High-resolution imaging, as provided by flat-panel-based volume computed tomography (fpVCT), could increase navigation accuracy and could therefore improve image-guided procedures or make novel navigated surgery concepts possible.
Intraoperative navigation is an accepted tool in head and neck surgery. However, its use is limited in the lateral cranial base because of its low surgical accuracy. Surgical accuracy is substantially influenced by the resolution of the underlying data set. The fpVCT offers a resolution of nearly two times higher than multislice computed tomography (MSCT). Target registration error (TRE), as a measurement for surgical navigation accuracy, should decrease when navigation is based on fpVCT data sets.

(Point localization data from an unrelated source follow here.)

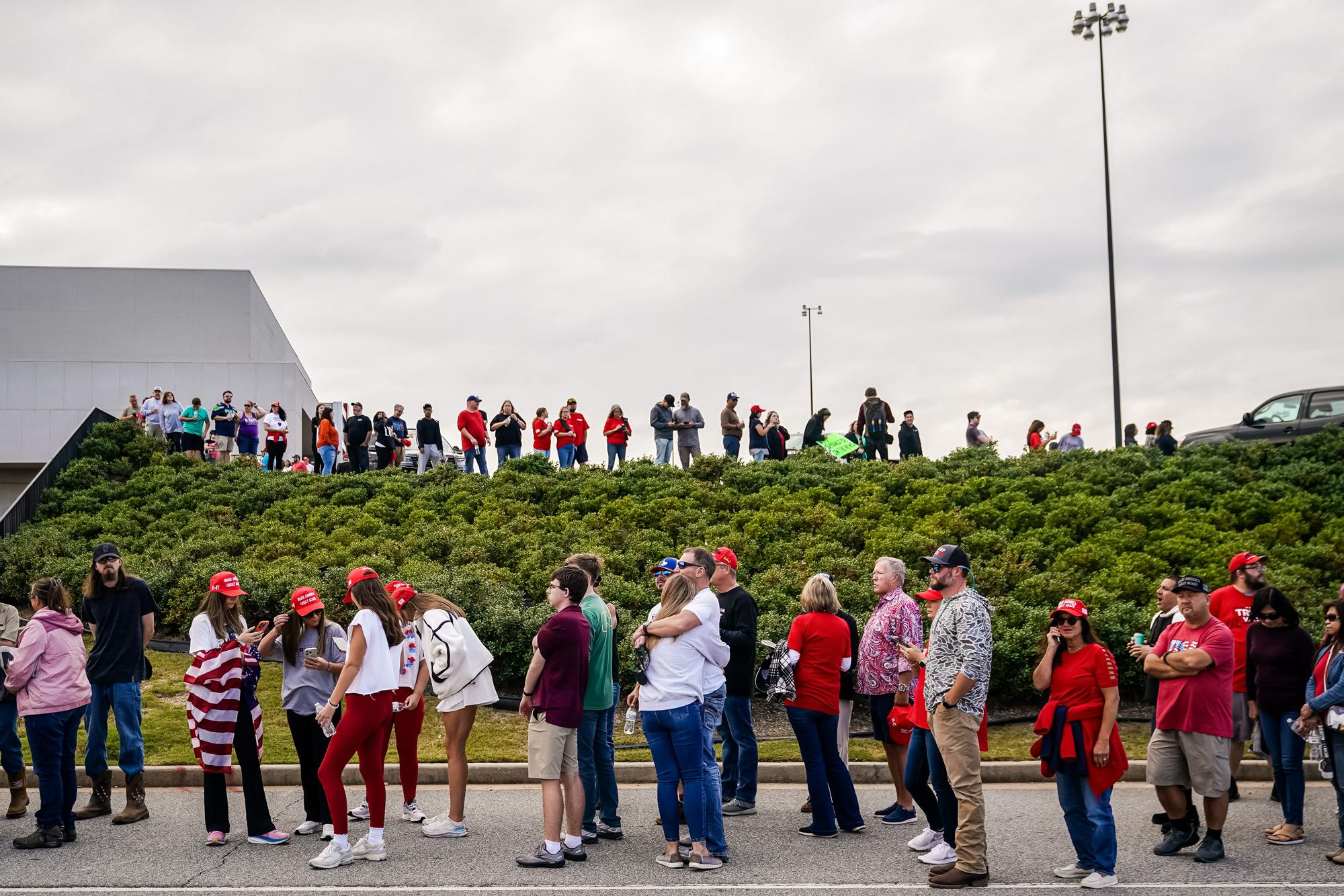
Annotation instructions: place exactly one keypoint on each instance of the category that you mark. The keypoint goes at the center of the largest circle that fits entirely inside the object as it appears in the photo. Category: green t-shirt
(601, 643)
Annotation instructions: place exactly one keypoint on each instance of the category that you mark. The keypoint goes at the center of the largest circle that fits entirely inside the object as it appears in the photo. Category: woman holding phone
(310, 645)
(224, 647)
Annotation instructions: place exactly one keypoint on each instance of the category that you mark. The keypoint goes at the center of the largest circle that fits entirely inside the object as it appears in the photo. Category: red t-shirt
(1201, 703)
(1234, 611)
(474, 424)
(1080, 676)
(541, 443)
(823, 643)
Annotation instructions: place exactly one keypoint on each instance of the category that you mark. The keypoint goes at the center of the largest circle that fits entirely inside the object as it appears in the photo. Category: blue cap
(667, 566)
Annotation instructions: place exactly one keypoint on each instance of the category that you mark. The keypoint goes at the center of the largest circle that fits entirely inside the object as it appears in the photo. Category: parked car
(1283, 418)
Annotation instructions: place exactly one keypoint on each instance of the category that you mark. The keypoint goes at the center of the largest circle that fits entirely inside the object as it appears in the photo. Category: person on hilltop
(1084, 686)
(120, 615)
(1193, 663)
(1232, 605)
(876, 420)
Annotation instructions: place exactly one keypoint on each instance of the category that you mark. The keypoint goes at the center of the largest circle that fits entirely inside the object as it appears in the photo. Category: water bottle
(329, 729)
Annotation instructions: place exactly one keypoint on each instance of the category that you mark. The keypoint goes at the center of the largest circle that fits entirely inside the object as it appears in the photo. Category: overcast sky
(616, 201)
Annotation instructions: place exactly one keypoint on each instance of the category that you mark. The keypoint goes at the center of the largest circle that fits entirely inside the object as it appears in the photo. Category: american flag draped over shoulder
(216, 690)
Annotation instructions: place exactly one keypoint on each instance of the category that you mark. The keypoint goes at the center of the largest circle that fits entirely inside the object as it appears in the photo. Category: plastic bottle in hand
(329, 729)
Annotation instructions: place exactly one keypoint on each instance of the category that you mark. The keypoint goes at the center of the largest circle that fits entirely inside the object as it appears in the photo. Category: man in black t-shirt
(120, 613)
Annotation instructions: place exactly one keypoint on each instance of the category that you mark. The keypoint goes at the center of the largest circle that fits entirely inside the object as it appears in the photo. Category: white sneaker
(373, 852)
(1097, 881)
(940, 855)
(333, 858)
(928, 840)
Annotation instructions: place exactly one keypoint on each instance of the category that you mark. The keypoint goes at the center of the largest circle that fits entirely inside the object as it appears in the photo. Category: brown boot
(135, 809)
(100, 801)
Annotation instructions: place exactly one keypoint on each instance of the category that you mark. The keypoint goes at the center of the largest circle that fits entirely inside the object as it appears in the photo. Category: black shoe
(1210, 851)
(1175, 842)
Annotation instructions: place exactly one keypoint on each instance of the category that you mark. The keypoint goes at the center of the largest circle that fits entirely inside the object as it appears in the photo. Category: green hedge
(1103, 527)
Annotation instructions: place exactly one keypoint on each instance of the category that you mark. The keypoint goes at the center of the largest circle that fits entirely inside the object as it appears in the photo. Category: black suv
(1283, 418)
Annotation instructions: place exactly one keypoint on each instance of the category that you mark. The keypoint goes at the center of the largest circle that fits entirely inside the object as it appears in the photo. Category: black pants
(276, 455)
(311, 746)
(255, 793)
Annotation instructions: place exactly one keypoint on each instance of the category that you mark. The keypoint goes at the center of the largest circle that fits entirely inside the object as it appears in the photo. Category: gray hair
(894, 566)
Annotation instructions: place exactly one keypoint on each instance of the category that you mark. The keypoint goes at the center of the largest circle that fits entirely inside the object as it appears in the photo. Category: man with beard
(120, 613)
(1232, 605)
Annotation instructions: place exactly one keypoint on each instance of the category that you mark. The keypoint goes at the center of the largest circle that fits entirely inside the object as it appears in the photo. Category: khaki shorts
(1190, 760)
(550, 749)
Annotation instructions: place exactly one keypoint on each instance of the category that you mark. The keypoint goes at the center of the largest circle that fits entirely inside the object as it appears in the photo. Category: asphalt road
(1027, 840)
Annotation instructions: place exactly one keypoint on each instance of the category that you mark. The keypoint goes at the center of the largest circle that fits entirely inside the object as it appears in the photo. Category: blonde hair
(819, 596)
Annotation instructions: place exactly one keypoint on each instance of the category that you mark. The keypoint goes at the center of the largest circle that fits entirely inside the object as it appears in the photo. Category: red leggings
(364, 730)
(408, 723)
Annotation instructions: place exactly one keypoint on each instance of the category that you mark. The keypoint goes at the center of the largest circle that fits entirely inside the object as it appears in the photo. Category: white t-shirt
(378, 671)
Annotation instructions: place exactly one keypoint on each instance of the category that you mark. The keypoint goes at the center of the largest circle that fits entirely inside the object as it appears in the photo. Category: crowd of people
(1220, 664)
(225, 432)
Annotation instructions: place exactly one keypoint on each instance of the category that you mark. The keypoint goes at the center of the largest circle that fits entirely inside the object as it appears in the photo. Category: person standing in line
(429, 441)
(1193, 663)
(689, 422)
(48, 686)
(224, 418)
(222, 694)
(732, 427)
(120, 615)
(312, 660)
(739, 631)
(597, 765)
(542, 435)
(886, 678)
(1232, 605)
(662, 420)
(366, 683)
(553, 703)
(471, 427)
(1279, 664)
(509, 427)
(876, 420)
(909, 439)
(618, 432)
(956, 687)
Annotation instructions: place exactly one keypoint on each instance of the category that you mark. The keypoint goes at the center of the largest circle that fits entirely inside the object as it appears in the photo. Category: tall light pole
(808, 312)
(1111, 22)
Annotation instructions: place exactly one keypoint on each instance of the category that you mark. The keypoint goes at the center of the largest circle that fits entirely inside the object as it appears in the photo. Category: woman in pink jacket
(48, 676)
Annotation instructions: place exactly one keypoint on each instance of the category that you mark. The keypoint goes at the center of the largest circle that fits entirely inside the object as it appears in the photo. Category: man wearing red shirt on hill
(1232, 605)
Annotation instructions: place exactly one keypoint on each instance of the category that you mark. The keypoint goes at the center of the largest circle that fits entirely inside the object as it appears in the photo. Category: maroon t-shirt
(564, 641)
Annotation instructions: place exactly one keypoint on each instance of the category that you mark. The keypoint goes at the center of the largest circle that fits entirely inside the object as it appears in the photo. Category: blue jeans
(476, 455)
(597, 768)
(829, 777)
(52, 738)
(123, 699)
(740, 752)
(662, 452)
(1091, 824)
(1286, 756)
(678, 750)
(924, 768)
(712, 714)
(11, 749)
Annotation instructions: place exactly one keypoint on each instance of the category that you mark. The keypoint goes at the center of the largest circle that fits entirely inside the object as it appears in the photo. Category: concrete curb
(636, 773)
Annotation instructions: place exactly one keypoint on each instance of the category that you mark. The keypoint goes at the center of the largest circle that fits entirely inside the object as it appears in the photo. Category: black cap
(1191, 584)
(950, 555)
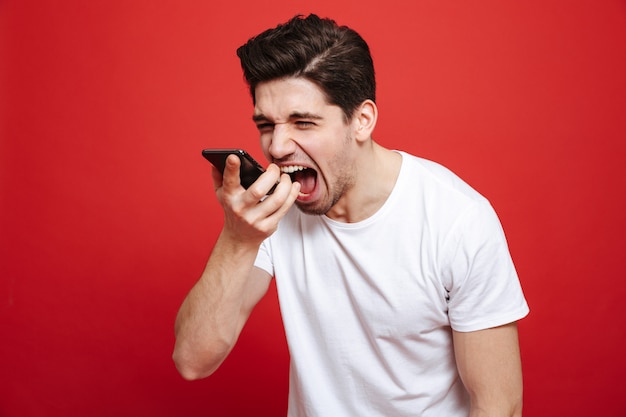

An acrylic glass phantom with 37 fiducial points was scanned in a current MSCT and in an experimental fpVCT. Both data sets were imported in an optical navigation system. Five fiducial points were used for registration, and seven points were used for measuring TRE. The distance between the indicated pointer tip and the corresponding fiducial point in data set was measured as TRE. Registration and TRE measurement were repeated five times for each computed tomographic data set. Average TREs were calculated, and results were compared using t-test.
The average TRE using MSCT (0.82 mm [standard deviation, 0.35 mm]) was significantly higher than that using fpVCT (0.46 mm [standard deviation, 0.22 mm]) (p < 0.01).
Submillimeter surgical navigation accuracy is possible using high-resolution fpVCT. This could be highly beneficial in cranial base surgery navigation.